As mentioned in my previous post, I’d recently booked a cheap flight to Brussels. Well seeing as it’s now February, I guess it’s no longer that recent. Let’s get updated then, shall we?
Back in mid-November, I embarked on a weekend solo trip to Brussels, Belgium. Although my main motivation for visiting Brussels was the $50 flight that I’d scored, I was pleasantly surprised at how much I enjoyed the city. I had been to Bruges in 2011 while studying abroad; but other than that, Belgium was quite a mystery to me. After braving my very first Ryanair flight (hello tiny seats!), I successfully navigated the shuttle into the city and managed to find my hotel without taking an Uber or taxi. That first night, I asked the hotel staff where I could find a nice restaurant in the area. When I finally found the place that they had suggested, I was the only one there (it was about 9:30PM). One of the owners saw that I was by myself and came and sat down with me. We had a nice chat as I enjoyed my (delicious) calzone with the promise of visiting again before the weekend was over.
I spent the majority of Saturday morning exploring sights that I’d previously researched. I used the app CityMaps2Go to find my way around (bonus: it works without data!). There was a lot to see and I spent most of the morning walking the city. I also let myself wander a bit to see what I could discover. The thrill of getting lost in a new city is one of the best feelings. My favorite part of Brussels by far was the Grand Place-Grote Markt, or the main city square. The beautiful square is a UNESCO World Heritage Site and houses the City Hall. I found it so magical that I Facetimed my mom so I could share the moment with someone!
After an eventful morning of sightseeing, I took a rest at my hotel and anxiously awaited the Beer and Chocolate Tour that I had booked. Although this particular tour was a bit over my budget, it had positive reviews on TripAdvisor and I figured that it’d be a nice way to familiarize myself with the city (okay, and with Belgian beer). This tour ended up being the best part of my trip! It consisted of a small group of about 8. The first part of the tour was all about chocolate. Our guide Marie took us to her favorite local chocolate shops and let us try a variety of flavors. I even got to try basil-infused chocolate (very good, by the way) and pure cocoa (not so good). She was also really great at providing us with her own personal insight and history of Brussels as we walked from place to place. The second part of the tour was all about the beer. We got the chance to try 6 different types of beer at local pubs and learn about how they’re made. The tour concluded in a traditional Belgian bar with a glass of beer and a toast. Most of our group decided that since we were having such a good time, why not stay for another drink (or two)? I ended up drinking more Belgian beer and walking around the city with new friends. We were an eclectic group of Canadian, British, Australian, and American travelers of varying ages. We even managed to stumble into a random bar where “Wonderwall” was playing live. It goes without saying that we belted out our best rendition (which turned out to be not very good, after). The night ended with some famous Belgian frites to soak up the alcohol and the promise of new Facebook friends.

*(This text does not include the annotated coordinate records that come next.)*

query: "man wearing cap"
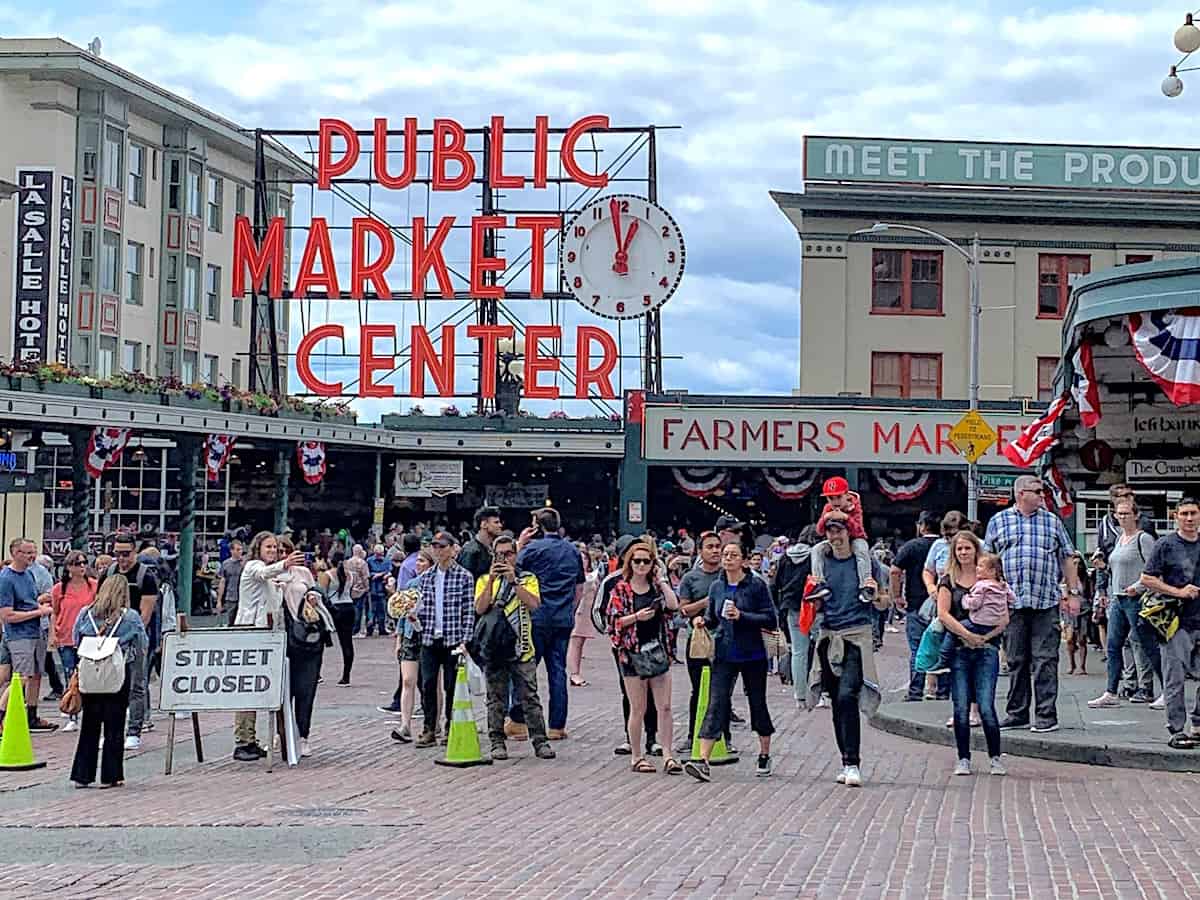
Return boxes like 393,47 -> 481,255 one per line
809,518 -> 889,787
890,510 -> 938,701
416,532 -> 475,748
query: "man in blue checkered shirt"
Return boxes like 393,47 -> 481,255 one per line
983,475 -> 1082,733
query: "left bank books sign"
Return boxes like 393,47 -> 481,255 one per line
642,406 -> 1032,468
12,169 -> 59,361
160,628 -> 287,712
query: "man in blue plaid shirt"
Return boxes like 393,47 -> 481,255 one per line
983,475 -> 1082,733
416,532 -> 475,746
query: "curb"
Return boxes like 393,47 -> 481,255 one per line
870,704 -> 1200,773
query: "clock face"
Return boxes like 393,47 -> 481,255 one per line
558,193 -> 684,319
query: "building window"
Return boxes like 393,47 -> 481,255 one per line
1038,253 -> 1092,319
871,353 -> 942,400
209,175 -> 224,234
128,143 -> 146,206
184,257 -> 200,314
96,337 -> 116,378
167,160 -> 184,212
871,250 -> 942,316
179,350 -> 196,384
204,265 -> 221,322
187,160 -> 200,218
79,228 -> 96,288
121,341 -> 142,372
100,232 -> 121,294
104,125 -> 125,191
125,241 -> 145,306
1038,356 -> 1058,403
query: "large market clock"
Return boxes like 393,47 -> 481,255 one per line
558,193 -> 684,319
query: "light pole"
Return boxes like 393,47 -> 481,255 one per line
1162,10 -> 1200,97
854,222 -> 979,522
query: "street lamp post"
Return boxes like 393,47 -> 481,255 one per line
854,222 -> 979,522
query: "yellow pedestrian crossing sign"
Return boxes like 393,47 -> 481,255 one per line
950,409 -> 996,463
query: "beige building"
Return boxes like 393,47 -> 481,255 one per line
0,38 -> 304,389
772,137 -> 1200,400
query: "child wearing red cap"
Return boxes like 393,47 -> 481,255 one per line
808,475 -> 875,604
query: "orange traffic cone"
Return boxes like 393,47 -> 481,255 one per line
0,672 -> 46,772
691,666 -> 738,766
433,660 -> 492,768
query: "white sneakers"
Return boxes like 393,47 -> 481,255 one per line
838,766 -> 863,787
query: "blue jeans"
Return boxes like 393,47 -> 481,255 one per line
1106,596 -> 1163,696
367,594 -> 388,635
509,624 -> 574,728
950,644 -> 1000,760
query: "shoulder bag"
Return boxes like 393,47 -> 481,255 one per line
78,610 -> 125,694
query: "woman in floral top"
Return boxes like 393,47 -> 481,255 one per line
606,541 -> 683,775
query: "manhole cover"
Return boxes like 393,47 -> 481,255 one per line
288,806 -> 366,818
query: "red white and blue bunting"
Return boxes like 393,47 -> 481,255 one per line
296,440 -> 325,485
875,469 -> 932,503
1129,308 -> 1200,407
671,466 -> 730,497
83,426 -> 130,478
1070,341 -> 1103,428
1045,466 -> 1075,518
762,467 -> 820,500
1000,394 -> 1070,469
204,434 -> 236,481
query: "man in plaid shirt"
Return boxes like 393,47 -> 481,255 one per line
416,532 -> 475,748
983,475 -> 1082,733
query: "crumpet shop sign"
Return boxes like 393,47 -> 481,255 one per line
804,137 -> 1200,192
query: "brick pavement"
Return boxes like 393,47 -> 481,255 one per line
0,635 -> 1200,900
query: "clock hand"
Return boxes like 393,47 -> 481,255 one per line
608,197 -> 622,275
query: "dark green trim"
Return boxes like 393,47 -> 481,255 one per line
769,187 -> 1200,228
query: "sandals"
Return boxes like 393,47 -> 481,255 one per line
1166,731 -> 1200,750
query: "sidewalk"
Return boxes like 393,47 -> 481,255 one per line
871,649 -> 1200,772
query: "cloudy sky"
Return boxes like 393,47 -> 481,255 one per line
7,0 -> 1200,418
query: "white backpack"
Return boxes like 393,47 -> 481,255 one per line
78,610 -> 125,694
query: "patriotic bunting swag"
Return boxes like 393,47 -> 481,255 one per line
296,440 -> 325,485
1045,466 -> 1075,518
1001,394 -> 1070,469
875,469 -> 931,503
1129,308 -> 1200,407
1070,341 -> 1102,428
671,466 -> 730,497
204,434 -> 235,481
762,467 -> 817,500
83,427 -> 130,478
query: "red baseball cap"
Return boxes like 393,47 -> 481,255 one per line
821,475 -> 850,497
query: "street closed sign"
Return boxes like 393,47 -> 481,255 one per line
161,628 -> 287,712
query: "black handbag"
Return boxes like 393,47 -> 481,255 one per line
625,641 -> 671,678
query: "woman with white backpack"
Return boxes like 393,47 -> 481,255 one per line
71,575 -> 146,787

The next day was Sunday, my final day in Brussels. I had the morning to explore before catching a flight back to Prague. Although I wasn’t feeling my best (too much beer?), I managed to get myself out of bed to see the magical square one last time. I also picked up some Belgian chocolates at Chocopolis, one of the shops that Marie had shown us the day before. As a hangover cure, I indulged in one last batch of delicious homemade Belgian frites. Lastly, I stopped by the restaurant that I’d visited my first night and had a coffee and a chat with the owner, my new Brussels acquaintance.
Although I came to Brussels not knowing exactly what to expect, it ended up being one of my best trips yet. Exploring the city with new friends and meeting a local were definitely a few of the highlights. Although I’ve said it before, I do truly adore solo travel. That sense of pride you feel after successfully navigating a new city on your own is unprecedented. You’re forced out of your comfort zone and into the unfamiliar. You end up meeting amazing, likeminded people along the way and begin to realize that no matter where we come from, we are all the same. So, go on, fellow travelers. Don’t be afraid to (safely) put yourself out there. You might be surprised what you can find.